From the bed, Cassie stole a glance at the window again. The rain had stopped, only a few lingering drops visible on the glass. The room seemed to lighten again and in the reflection she saw the door crack open farther, thin light seeping into the room from the hallway.

A stealthy figure slipped into the room.

Her heart clutched.

She whipped her head around just as the door shut with a soft thud. “What the—?” Her body tensed and she grabbed the nurse’s call button, but stopped before depressing it when she recognized Steven Rinko.

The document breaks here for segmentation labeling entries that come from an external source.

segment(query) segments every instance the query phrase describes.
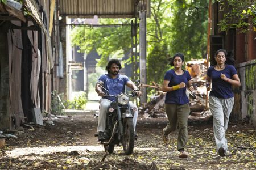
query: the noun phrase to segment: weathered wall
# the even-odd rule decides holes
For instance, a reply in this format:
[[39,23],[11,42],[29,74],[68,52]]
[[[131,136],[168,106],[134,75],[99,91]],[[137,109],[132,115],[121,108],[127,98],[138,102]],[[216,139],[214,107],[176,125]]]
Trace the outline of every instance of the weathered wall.
[[237,66],[241,86],[239,90],[234,90],[235,104],[232,116],[256,127],[256,60]]
[[62,43],[62,50],[63,55],[63,78],[59,80],[59,92],[63,93],[64,97],[67,99],[67,69],[66,69],[66,19],[63,17],[60,23],[60,41]]
[[0,27],[0,129],[10,126],[9,64],[7,29]]

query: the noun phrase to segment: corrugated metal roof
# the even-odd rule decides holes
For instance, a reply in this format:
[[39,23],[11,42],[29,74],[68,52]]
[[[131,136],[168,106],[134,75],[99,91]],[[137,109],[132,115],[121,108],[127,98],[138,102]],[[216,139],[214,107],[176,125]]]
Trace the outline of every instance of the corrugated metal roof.
[[[59,0],[60,15],[71,18],[134,17],[137,0]],[[144,0],[148,6],[150,0]],[[150,8],[147,7],[147,8]]]

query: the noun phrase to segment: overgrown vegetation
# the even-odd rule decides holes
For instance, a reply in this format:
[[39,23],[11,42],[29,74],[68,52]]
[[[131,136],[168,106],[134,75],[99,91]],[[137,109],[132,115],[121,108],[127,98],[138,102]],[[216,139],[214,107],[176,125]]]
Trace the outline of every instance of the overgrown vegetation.
[[[152,0],[151,16],[147,18],[147,79],[148,83],[162,83],[165,71],[170,69],[168,58],[177,52],[185,54],[185,60],[202,58],[206,56],[208,0]],[[131,19],[100,19],[100,24],[121,24],[111,27],[74,27],[73,45],[86,53],[93,49],[101,56],[98,66],[105,67],[108,59],[122,58],[122,63],[135,65],[138,57],[131,50]],[[139,19],[137,21],[138,24]],[[137,43],[139,29],[137,30]],[[135,39],[133,40],[135,40]],[[137,49],[136,49],[137,48]],[[134,75],[139,69],[134,67]],[[138,77],[133,77],[133,79]]]
[[220,11],[231,9],[224,14],[219,26],[222,31],[236,28],[241,32],[248,30],[256,32],[256,1],[251,0],[217,0]]
[[64,114],[63,109],[82,110],[85,108],[87,98],[85,92],[80,92],[80,95],[72,100],[64,100],[63,94],[58,94],[56,91],[52,92],[51,109],[53,114]]

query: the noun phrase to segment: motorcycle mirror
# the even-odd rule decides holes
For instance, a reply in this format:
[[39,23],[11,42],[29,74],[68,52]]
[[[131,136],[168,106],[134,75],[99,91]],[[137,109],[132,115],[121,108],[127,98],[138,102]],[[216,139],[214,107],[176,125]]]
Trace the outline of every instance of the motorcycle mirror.
[[138,79],[135,81],[135,84],[136,85],[136,86],[138,86],[139,85],[140,83],[141,83],[141,81],[139,79]]

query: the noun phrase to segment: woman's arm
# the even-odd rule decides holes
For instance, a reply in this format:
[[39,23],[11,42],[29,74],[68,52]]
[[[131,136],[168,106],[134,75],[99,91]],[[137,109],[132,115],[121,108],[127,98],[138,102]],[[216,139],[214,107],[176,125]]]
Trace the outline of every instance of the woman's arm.
[[229,79],[224,74],[221,74],[221,78],[224,81],[226,81],[231,84],[231,85],[240,87],[241,86],[240,80],[238,75],[236,74],[232,76],[232,79]]
[[188,82],[188,89],[190,90],[190,91],[193,91],[193,90],[194,90],[194,87],[193,86],[193,85],[192,84],[192,82],[191,82],[191,80],[189,80]]
[[208,75],[207,75],[205,83],[207,91],[210,90],[212,88],[212,78]]
[[164,80],[163,83],[163,86],[162,87],[162,89],[163,90],[163,91],[164,92],[168,92],[171,91],[176,90],[178,89],[180,89],[181,88],[184,88],[186,87],[186,84],[184,82],[180,83],[180,84],[174,86],[172,87],[168,86],[168,84],[169,84],[170,81],[168,80]]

She let out her breath. Rinko was the weird kid who had been here longer than she and had the ability to move between rooms on stealthy footsteps, the staff rarely noticing. Around thirteen, with a shock of blond hair and skin starting to show signs of acne, he rarely spoke, but when he did, he seemed more genius than mentally challenged. Though usually silent, when prodded, Rinko could tell you every feature on every make and model of car ever designed in America or around the world, or he could rattle off the most insignificant baseball stat about anyone who’d ever played the sport in college or professionally. He hung with a small group of boys who were forever bickering. Why he was at Mercy Hospital, she didn’t know, nor, she supposed would she ever as she planned to spring herself by tomorrow or the day after. Enough with this place. She’d checked herself into the hospital and planned on checking herself out.

Now, Rinko sidled to her bed. He knew how to get around the security cameras, guards, and nursing staff, traveling the halls on stealthy feet, almost a ghost himself. “She was here,” he said in a whispered voice that cracked.

“Who?”

“I saw her too.”

Cassie’s skin seemed to shrink on her scalp as he reached forward and grabbed her hand. She bit back a scream as he turned her wrist over and dropped something into her hand. A bit of red, she saw, then recognized a tiny cross, one of the earrings the weird nurse had worn.

“Where did you get this?”

“The nurse,” he said, and before she could ask him anything more, Rinko was already sliding out of the room on noiseless footsteps, slipping into the hallway, disappearing from view. Her heart clamored as she curled her fingers around the tiny bit of metal, feeling it press into her skin. It was real, and that meant she wasn’t dreaming or hallucinating from the high-octane psychotropic medications that could easily be the reason she blurred reality with lies, fact with fiction, all because she believed something horrid had happened to her younger sister.

Allie, the innocent.

Allie, the sweet.

Allie, the liar.

How had she grown from a naive girl to a self-serving bitch? A once-shy teenager who would now step on anyone in her path to fame? A beloved sibling morphing into an archrival?

Cassie drew in a long breath, fought her jealousy, reminded herself that Allie was missing, perhaps dead.